Gelora nasionalisme yang berkobar-kobar itu kemudian dimuarakan
lewat Kongres Pemuda tanggal 26-28 Oktober 1928 di Yogyakarta. Kongres
47
ini menghasilkan sebuah ikrar bersama yang dikenal dengan Sumpah Pemuda
yang menyatakan satu tanah air, satu bangsa dan satu bahasa, yaitu Indonesia.
Sumpah Pemuda pada 28 Oktober 1928 adalah Proklamasi Kebangsaan
Indonesia yang merupakan ikrar tentang eksistensi nasion dan nasionalisme
Indonesia yang telah tumbuh puluhan tahun dalam perjuangan melawan
kolonialisme Belanda.

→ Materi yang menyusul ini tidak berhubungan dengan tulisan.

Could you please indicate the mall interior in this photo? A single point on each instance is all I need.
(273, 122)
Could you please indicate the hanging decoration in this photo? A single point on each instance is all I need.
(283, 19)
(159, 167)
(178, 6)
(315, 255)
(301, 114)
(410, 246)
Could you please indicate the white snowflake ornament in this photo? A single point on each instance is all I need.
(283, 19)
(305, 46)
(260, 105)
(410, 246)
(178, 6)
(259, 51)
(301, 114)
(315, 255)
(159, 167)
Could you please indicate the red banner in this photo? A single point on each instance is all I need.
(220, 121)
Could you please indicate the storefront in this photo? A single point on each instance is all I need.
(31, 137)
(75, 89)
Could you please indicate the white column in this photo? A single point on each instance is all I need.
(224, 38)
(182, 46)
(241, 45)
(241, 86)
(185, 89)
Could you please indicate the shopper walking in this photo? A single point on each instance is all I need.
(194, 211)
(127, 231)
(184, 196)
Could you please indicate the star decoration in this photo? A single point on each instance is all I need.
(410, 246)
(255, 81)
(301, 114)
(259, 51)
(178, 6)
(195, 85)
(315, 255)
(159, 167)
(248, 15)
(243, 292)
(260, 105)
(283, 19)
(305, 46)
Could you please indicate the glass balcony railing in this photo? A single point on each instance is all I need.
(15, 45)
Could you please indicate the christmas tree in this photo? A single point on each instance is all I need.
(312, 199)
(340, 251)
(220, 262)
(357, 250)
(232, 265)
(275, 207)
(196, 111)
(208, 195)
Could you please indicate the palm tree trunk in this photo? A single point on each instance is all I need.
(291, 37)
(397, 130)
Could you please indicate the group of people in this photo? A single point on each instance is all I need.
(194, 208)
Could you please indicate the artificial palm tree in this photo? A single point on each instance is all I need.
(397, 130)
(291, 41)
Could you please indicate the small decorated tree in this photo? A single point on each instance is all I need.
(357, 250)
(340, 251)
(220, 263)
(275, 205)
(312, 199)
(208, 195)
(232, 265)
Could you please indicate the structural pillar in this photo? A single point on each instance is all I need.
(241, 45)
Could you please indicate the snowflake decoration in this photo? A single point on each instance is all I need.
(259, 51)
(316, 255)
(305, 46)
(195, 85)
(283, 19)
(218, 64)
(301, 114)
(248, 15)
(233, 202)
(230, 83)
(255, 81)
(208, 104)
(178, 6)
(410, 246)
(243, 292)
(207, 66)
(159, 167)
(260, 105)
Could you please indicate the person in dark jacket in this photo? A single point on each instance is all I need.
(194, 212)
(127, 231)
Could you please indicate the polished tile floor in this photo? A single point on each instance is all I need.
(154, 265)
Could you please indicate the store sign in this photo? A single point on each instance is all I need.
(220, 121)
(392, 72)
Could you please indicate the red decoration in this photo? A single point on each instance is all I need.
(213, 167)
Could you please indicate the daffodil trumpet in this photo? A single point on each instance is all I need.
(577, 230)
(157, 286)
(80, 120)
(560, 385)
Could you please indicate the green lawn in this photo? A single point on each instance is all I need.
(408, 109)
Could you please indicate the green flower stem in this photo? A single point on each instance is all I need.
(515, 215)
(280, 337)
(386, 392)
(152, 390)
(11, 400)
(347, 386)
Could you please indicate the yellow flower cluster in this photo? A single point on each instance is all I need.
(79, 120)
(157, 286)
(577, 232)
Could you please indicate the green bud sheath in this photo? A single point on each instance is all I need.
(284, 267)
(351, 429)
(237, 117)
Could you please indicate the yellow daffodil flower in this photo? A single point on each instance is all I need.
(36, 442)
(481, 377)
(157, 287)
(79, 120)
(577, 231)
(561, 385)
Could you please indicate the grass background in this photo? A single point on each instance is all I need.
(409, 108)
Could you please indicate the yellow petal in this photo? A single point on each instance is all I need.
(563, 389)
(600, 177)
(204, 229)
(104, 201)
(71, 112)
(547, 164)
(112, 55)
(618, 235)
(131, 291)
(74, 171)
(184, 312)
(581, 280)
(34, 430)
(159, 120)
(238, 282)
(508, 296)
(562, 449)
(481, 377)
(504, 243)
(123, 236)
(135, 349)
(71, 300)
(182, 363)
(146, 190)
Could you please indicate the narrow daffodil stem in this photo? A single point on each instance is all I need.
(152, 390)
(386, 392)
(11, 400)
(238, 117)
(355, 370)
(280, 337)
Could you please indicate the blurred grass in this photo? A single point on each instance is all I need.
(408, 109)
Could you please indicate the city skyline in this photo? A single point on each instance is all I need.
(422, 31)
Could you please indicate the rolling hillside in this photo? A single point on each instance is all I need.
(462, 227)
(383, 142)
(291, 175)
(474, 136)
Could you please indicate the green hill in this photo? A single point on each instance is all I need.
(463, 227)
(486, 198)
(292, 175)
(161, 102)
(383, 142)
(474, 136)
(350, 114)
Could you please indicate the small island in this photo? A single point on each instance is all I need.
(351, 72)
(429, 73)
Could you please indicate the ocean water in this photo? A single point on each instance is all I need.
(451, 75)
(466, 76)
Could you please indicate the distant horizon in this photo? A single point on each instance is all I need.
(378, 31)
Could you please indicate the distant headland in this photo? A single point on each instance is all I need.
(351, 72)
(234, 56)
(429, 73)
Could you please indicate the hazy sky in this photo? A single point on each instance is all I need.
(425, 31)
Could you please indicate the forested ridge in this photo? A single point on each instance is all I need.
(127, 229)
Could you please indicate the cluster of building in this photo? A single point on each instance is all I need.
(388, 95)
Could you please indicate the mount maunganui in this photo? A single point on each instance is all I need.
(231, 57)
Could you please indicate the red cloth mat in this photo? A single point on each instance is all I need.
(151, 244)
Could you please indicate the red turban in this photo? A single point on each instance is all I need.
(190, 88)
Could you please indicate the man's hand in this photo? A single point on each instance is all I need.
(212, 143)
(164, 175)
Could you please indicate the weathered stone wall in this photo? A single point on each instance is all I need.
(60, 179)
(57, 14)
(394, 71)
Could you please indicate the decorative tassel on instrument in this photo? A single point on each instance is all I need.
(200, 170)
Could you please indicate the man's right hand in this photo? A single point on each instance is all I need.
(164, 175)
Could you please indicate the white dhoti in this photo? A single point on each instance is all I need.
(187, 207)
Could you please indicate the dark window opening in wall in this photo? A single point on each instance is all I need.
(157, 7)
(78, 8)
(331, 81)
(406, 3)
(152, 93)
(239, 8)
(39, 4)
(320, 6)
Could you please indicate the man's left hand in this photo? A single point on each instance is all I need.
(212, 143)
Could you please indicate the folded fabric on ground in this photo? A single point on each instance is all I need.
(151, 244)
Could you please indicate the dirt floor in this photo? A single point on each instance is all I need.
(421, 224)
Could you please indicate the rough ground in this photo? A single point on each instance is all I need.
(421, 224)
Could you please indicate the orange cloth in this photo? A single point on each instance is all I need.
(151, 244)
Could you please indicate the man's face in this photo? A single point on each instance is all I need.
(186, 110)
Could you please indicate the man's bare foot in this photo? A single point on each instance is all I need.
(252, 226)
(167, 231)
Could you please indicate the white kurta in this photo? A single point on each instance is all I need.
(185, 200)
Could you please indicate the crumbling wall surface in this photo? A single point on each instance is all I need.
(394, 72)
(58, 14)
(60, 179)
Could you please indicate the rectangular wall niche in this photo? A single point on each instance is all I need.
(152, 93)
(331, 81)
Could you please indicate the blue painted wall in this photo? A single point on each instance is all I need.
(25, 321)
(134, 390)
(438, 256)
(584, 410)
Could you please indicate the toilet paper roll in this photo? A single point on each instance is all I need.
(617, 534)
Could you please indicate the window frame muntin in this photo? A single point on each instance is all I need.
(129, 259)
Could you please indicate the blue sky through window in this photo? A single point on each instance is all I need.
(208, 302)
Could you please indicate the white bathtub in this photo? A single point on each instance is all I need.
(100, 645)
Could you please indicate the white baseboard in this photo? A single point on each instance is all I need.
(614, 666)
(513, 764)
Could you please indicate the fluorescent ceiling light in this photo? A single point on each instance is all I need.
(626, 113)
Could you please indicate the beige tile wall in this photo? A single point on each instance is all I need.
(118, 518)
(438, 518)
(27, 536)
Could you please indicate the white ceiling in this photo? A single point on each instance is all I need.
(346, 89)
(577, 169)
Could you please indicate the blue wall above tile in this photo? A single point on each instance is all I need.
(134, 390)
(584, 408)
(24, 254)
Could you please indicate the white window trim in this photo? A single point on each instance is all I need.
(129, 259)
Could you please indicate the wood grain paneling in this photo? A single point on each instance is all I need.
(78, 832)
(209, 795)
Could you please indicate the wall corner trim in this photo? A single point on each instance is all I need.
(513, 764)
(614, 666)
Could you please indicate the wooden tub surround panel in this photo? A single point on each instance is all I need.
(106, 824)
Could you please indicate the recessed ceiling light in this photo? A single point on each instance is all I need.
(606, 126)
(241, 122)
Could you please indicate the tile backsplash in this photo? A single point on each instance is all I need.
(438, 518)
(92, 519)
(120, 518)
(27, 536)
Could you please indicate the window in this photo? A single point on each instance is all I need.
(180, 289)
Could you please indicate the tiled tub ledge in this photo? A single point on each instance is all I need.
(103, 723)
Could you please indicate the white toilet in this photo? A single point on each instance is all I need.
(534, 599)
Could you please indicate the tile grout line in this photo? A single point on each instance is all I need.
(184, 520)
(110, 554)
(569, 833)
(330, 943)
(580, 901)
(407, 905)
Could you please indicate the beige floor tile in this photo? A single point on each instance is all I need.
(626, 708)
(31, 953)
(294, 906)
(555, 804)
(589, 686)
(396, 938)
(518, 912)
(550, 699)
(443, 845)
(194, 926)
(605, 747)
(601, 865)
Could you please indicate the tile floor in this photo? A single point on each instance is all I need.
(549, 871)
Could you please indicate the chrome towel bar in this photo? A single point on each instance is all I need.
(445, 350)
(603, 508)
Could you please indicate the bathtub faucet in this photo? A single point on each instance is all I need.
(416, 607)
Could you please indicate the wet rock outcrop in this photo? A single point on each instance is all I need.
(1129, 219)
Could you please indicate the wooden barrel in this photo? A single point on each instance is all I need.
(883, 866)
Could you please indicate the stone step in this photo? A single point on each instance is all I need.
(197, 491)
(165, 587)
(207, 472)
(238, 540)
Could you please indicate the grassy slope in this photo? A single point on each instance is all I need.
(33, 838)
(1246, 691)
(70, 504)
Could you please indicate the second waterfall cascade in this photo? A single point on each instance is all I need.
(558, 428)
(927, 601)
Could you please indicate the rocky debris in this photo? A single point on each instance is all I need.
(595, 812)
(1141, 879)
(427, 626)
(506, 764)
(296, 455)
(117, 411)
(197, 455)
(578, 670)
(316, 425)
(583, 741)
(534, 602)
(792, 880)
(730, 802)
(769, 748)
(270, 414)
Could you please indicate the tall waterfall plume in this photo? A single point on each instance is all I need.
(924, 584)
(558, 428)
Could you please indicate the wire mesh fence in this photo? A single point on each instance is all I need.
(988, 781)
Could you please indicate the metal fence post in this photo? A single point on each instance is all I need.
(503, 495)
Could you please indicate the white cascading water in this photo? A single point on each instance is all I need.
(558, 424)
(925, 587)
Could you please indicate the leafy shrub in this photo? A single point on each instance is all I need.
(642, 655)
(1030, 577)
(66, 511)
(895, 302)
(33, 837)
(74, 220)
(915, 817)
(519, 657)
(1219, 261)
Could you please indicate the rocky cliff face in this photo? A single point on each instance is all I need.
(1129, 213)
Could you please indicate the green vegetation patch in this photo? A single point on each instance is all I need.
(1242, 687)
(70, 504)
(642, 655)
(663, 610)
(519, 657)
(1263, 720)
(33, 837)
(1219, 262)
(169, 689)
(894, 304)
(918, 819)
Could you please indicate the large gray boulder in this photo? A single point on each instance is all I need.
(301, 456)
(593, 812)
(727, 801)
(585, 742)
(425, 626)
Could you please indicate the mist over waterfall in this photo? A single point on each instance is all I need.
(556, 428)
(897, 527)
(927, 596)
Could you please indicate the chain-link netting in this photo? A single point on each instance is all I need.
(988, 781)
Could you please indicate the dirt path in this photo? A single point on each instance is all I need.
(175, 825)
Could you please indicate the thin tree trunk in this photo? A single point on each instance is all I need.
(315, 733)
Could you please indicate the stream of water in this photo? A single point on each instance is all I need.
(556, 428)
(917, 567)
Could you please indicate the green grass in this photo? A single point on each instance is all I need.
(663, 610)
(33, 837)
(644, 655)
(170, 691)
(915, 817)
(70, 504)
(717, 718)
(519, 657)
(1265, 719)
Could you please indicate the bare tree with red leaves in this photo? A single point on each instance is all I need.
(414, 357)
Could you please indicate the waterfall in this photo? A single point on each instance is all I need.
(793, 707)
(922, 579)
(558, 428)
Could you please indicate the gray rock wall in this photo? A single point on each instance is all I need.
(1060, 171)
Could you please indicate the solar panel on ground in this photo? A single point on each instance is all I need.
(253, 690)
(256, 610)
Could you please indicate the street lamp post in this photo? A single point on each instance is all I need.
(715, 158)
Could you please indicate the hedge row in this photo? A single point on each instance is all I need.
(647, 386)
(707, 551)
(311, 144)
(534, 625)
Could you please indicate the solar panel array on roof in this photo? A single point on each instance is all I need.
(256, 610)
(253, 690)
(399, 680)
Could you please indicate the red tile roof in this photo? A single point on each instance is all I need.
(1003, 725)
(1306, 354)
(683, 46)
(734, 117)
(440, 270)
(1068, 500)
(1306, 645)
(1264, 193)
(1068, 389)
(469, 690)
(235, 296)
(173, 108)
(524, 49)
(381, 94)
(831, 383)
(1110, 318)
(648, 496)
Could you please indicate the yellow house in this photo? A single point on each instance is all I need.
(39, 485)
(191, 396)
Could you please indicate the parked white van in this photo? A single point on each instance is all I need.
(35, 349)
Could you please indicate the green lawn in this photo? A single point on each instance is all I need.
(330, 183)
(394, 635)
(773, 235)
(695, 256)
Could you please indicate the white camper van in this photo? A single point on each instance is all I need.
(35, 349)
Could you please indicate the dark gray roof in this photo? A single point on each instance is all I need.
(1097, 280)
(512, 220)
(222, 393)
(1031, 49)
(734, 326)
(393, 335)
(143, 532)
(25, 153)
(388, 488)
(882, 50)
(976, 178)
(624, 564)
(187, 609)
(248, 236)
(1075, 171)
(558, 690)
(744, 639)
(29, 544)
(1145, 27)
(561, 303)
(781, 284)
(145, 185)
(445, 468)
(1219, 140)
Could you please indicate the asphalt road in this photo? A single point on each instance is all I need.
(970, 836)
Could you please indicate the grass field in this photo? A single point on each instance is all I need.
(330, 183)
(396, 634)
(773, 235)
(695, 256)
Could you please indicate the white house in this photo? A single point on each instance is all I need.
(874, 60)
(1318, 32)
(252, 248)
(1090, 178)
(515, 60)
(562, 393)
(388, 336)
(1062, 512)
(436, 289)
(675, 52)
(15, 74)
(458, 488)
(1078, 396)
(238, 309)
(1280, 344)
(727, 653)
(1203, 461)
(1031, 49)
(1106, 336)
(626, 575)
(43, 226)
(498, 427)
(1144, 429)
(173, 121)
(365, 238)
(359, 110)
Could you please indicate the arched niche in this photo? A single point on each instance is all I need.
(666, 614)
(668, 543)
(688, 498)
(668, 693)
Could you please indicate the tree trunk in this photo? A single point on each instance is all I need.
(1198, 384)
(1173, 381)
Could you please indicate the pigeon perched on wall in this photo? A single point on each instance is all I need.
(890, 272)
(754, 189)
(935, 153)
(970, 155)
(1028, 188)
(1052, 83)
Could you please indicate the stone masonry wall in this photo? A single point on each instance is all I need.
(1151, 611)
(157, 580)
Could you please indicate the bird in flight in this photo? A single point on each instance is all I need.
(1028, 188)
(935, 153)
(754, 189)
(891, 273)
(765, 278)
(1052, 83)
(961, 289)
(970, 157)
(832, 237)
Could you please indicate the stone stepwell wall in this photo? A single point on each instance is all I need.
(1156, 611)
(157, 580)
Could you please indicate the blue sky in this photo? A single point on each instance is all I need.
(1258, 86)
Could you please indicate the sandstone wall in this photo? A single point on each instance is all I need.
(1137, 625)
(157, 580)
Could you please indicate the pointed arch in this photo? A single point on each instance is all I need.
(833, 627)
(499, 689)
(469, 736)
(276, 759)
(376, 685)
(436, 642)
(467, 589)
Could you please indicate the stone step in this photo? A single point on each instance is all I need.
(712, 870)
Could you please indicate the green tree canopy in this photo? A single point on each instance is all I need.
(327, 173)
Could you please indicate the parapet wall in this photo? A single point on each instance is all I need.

Perjuangan bangsa Indonesia tersebut pada tanggal 17
Agustus 1945 mencapai titik kulminasi dengan dikumandangkannya
Proklamasi Kemerdekaan Indonesia oleh Soekarno-Hatta. Hal itu
membuktikan bahwa nasionalisme Indonesia sudah merupakan faktor penentu
perkembangan sejarah Indonesia – sejarah berdirinya negara Republik
Indonesia.
Nasionalisme akan mudah untuk dimengerti dan diimplementasikan
jika ada musuh bersama. Jika musuh ini hilang, maka ikatan nasionalisme
akan mengendur dengan sendirinya. Preseden yang muncul di Indonesia
mempertegas pendapat ini. Jika kita melihat ke tahun 1940-an, ketika Belanda
masih berusaha menguasai Indonesia melalui Agresi Militer I dan II,
nasionalisme di kalangan masyarakat masih kuat, sehingga perjuangan
Indonesia di Konferensi Meja Bundar (KMB) 1949 membuahkan hasil
diakuinya kedaulatan Indonesia sebagai sebuah negara. Namun pasca-KMB
1949, Indonesia kehilangan musuh bersama dan golongan-golongan dalam
masyarakat lebih mengutamakan kepentingan kelompok yang ditandai dengan
jatuh bangunnya kabinet selama masa tersebut. Nasionalisme sempat muncul
48
meski sebentar, ketika Indonesia mengeluarkan sikap politik luar negeri
terhadap Malaysia dengan Dwikora.
Hal ini tidak berlangsung lama, karena kondisi internal dalam
Indonesia memang sedang rapuh. Setelah itu, nasionalisme dapat dimunculkan
kembali ketika Partai Komunis Indonesia (PKI) dijadikan sebagai musuh
bersama karena dianggap sebagai biang keladi Gerakan 30 September. Lebih
dari 30 tahun kemudian, Indonesia memperoleh kembali sebuah musuh
bersama, yaitu Orde Baru, sehingga gerakan nasionalisme dapat menghasilkan
reformasi dan demokrasi yang selama 30 tahun dikebiri. Namun ketika musuh
bersama tersebut telah berhasil dilumpuhkan, kepentingan kelompok kembali
muncul mengesampingkan nasionalsime itu sendiri. Kejadian-kejadian historis
di Indonesia tersebut mempertegas bahwa nasionalisme dapat secara efektif
diimplementasikan apabila masyarakat dalam sebuah negara memiliki musuh
bersama.
2.2. Karakteristik Nasionalisme Indonesia
Nasionalisme Indonesia bangkit sebagai bentuk perlawanan atau
penentangan terhadap kolonialisme. Nasionalisme Indonesia dengan
sendirinya juga mengandung tiga aspek penting, yaitu :
1. Politik. Nasionalisme Indonesia bertujuan menghilangkan
dominasi politik bangsa asing dan menggantikannya dengan
sistem pemerintahan yang berkedaulatan rakyat.
49
2. Sosial ekonomi. Nasionalisme Indonesia muncul untuk
menghentikan eksploitasi ekonomi asing dan membangun
masyarakat baru yang bebas dari kemelaratan dan
kesengsaraan.
3. Budaya. Nasionalisme Indonesia bertujuan menghidupkan
kembali kepribadian bangsa yang harus diselaraskan dengan
perubahan zaman. Ia tidak menolak pengaruh kebudayaan luar,
tetapi dengan menyesuaikannya dengan pandangan hidup,
sistem nilai dan gambaran dunia (worldview, Weltanschauung)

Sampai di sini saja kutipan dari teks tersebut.